# Overview

These are diffusion models and consistency models described in the paper [Consistency Models](https://arxiv.org/abs/2303.01469). We include the following models in this release:

 * EDM models on CIFAR-10.
 * Consistency models trained by consistency distillation (CD) with both l2 and LPIPS metrics on CIFAR-10.
 * Consistency models trained by consistency training (CT) with adaptive schedule and LPIPS on CIFAR-10.
 * Consistency models trained by continuous-time CD (with and without stop gradient, l1, l2, and LPIPS metrics) on CIFAR-10.
 * Consistency models trained by continuous-time CT (with both l2 and LPIPS metrics) on CIFAR-10.

# Datasets

The models that we are making available have been trained on [CIFAR-10](https://www.cs.toronto.edu/~kriz/cifar.html).
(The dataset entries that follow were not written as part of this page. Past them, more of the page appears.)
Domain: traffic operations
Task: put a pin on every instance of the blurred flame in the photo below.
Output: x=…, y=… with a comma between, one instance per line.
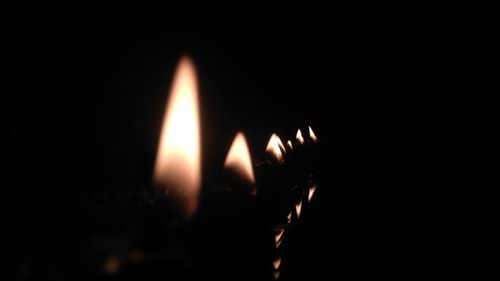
x=299, y=137
x=278, y=140
x=312, y=135
x=277, y=263
x=312, y=189
x=298, y=208
x=178, y=165
x=273, y=147
x=278, y=243
x=278, y=235
x=238, y=158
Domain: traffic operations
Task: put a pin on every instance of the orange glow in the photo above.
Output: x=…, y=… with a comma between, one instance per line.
x=178, y=166
x=277, y=263
x=298, y=208
x=312, y=189
x=238, y=158
x=273, y=148
x=278, y=235
x=299, y=137
x=312, y=135
x=278, y=243
x=278, y=140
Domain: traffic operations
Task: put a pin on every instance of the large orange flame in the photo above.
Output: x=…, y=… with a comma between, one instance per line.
x=312, y=135
x=273, y=148
x=299, y=137
x=238, y=158
x=178, y=166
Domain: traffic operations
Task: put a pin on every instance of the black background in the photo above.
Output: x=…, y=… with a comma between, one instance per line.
x=87, y=85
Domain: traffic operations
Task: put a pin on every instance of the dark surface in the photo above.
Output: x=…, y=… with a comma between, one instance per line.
x=86, y=90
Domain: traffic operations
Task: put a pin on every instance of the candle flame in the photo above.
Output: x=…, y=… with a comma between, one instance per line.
x=312, y=189
x=278, y=235
x=278, y=140
x=238, y=158
x=274, y=149
x=278, y=243
x=299, y=137
x=178, y=166
x=298, y=208
x=277, y=263
x=312, y=135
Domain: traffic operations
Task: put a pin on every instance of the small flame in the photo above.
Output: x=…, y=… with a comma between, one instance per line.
x=278, y=243
x=273, y=147
x=312, y=189
x=178, y=166
x=278, y=140
x=312, y=135
x=277, y=263
x=298, y=208
x=238, y=158
x=278, y=235
x=299, y=137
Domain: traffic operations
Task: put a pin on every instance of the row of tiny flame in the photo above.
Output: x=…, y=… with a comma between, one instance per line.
x=280, y=230
x=178, y=163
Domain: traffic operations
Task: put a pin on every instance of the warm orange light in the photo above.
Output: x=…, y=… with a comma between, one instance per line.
x=312, y=135
x=278, y=140
x=278, y=243
x=312, y=189
x=278, y=235
x=298, y=208
x=178, y=166
x=299, y=137
x=277, y=263
x=238, y=158
x=273, y=148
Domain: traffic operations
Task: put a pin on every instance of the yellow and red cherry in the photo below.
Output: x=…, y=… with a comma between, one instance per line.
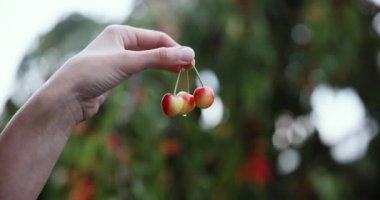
x=188, y=102
x=171, y=104
x=204, y=97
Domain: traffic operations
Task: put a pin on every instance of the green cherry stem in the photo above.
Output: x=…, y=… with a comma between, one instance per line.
x=199, y=77
x=176, y=83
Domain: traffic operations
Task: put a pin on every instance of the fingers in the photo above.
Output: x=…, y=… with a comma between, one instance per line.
x=167, y=58
x=142, y=39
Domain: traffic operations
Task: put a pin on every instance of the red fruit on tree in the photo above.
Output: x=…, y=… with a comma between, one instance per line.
x=171, y=105
x=188, y=102
x=204, y=97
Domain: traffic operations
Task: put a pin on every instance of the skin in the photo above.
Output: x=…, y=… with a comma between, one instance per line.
x=34, y=138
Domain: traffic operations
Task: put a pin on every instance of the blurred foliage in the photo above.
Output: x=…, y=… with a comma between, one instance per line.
x=130, y=150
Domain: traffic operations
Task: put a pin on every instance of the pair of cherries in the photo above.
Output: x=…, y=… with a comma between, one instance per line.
x=183, y=103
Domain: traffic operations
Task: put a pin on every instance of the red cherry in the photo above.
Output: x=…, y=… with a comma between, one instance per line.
x=204, y=97
x=188, y=102
x=171, y=105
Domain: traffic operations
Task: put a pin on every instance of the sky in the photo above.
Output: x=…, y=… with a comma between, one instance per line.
x=22, y=21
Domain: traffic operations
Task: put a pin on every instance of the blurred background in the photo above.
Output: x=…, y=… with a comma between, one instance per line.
x=295, y=116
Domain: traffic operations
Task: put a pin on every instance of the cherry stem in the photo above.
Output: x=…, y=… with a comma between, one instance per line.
x=199, y=77
x=188, y=84
x=176, y=83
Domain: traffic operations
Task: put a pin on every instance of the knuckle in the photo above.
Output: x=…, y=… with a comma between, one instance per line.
x=163, y=53
x=112, y=29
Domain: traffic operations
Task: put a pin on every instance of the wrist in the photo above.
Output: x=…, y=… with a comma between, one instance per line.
x=59, y=102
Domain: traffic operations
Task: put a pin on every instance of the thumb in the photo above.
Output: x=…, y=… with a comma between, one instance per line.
x=167, y=58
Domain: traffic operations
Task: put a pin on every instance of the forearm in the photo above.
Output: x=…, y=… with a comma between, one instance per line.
x=31, y=144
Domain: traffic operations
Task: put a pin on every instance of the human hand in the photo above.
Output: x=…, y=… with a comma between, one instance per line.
x=118, y=52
This dataset was created in 2009 and has 60000 pictures classified into ten classes. These classes are airplane, automobile (but not truck or pickup truck), bird, cat, deer, dog, frog, horse, ship, and truck. Pictures in CIFAR-10 are of relatively low resolution (32x32) and do not contain humans.


# Performance

These models are intended to generate samples consistent with their training distributions.
This has been measured in terms of FID, and Inception Score. These metrics all rely on the representations of a [pre-trained Inception-V3 model](https://arxiv.org/abs/1512.00567), which was trained on ImageNet, and so is likely to focus more on the ImageNet classes (such as animals) than on other visual features (such as human faces).

# Intended Use

These models are intended to be used for research purposes only.
In particular, they can be used as a baseline for generative modeling research, or as a starting point for such research. These models are not intended to be commercially deployed. Additionally, they are not intended to be used to create propaganda or offensive imagery.

# Limitations

Minimizing LPIPS results in better sample quality, as evidenced by improved FID and Inception scores. However, this approach carries the risk of overestimating model performance, because LPIPS uses a VGG network pre-trained on ImageNet, while FID and Inception scores also rely on convolutional neural networks (the Inception network in particular) pre-trained on ImageNet.